Results Preoperative distance stereoacuity was 43.83±35.51 arcsec (median 30 arcsec; range 10–120) which improved postoperatively to 27±33.74 arcsec (median 15 arcsec; range 5–120) (p=0.001). Cases with FD2 stereoacuity worse than 70 arcsec did not show significant improvement. Mean preoperative near stereoacuity by TNO was 94.00±79.48 arcsec (median 60 arcsec) and Randot was 50.33±39.23 arcsec (median 30 arcsec) which improved to 80.00±80.08 arcsec (median 60 arcsec) and 34.17±57.00 arcsec (median 20 arcsec), respectively, after surgery (both p=0.001). The controls had a mean distance stereoacuity of 14.66±4.13 arcsec (median 15 arcsec; range 5–20) and near stereoacuity of 63.00±21.35 arcsec (median 60 arcsec (TNO)) and 23.66±5.07 arcsec (median 20 arcsec (Randot)). There was a significant correlation between FD2 and Randot in the cases but not in controls (p=0.005), however no correlation was found between TNO and FD2.

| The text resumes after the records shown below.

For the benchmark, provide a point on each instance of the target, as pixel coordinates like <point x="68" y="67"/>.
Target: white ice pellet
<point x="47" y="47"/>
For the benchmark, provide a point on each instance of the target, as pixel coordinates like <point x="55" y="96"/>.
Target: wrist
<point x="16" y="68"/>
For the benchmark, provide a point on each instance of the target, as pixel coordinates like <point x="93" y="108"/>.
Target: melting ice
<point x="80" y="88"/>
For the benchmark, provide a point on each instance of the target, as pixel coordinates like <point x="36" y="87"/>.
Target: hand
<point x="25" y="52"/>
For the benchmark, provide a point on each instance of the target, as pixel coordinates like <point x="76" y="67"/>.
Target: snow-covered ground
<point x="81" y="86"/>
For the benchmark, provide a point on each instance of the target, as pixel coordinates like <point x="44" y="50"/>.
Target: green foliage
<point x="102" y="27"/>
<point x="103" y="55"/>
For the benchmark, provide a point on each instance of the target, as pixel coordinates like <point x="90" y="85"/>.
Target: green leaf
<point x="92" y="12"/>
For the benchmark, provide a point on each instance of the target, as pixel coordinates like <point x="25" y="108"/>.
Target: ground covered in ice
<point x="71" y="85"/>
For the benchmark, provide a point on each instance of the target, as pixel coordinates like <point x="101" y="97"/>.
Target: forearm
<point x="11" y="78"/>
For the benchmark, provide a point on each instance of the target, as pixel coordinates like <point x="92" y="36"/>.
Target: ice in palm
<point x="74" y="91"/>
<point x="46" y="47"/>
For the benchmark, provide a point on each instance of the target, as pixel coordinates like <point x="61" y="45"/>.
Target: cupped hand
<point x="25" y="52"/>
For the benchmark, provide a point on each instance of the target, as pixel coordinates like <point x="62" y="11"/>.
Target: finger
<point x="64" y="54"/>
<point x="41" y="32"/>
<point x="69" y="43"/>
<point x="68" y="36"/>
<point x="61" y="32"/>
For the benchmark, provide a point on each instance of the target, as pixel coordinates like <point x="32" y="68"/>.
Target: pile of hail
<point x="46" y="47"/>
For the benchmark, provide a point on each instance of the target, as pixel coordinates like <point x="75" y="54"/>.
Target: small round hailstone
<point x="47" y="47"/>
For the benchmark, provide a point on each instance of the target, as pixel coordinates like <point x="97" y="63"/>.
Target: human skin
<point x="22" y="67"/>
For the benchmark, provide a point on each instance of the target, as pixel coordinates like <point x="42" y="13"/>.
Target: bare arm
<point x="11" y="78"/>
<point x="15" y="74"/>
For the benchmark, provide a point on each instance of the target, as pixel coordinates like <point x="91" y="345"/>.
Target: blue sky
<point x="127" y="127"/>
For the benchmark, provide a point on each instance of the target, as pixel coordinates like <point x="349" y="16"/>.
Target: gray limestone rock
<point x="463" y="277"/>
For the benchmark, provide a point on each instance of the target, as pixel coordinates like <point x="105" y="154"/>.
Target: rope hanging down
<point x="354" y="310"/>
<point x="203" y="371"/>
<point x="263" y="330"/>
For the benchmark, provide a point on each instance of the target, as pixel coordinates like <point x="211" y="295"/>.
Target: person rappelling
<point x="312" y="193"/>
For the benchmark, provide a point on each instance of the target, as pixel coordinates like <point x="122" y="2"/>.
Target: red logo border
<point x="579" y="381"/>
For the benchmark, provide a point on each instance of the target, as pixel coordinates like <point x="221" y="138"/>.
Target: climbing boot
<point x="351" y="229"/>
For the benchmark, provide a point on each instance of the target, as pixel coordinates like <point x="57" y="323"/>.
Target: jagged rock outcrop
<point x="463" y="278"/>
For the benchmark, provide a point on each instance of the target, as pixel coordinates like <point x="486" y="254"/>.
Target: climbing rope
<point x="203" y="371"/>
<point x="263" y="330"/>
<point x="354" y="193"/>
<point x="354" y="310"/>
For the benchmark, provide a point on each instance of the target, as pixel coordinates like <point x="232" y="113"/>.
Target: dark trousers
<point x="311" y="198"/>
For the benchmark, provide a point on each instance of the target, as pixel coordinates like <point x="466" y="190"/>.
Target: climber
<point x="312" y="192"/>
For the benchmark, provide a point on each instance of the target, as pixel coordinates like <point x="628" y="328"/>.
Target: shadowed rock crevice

Conclusions Distance stereoacuity is reduced in X(T) to a greater extent than the near stereoacuity and both improve after surgery. FD2 is useful for deciding timing of surgery and a stereoacuity worse than 20 arcsec is an indication for surgical intervention. A preoperative distance stereoacuity which is worse than 70 arcsec implies a poor prognosis for stereoacuity improvement after surgery.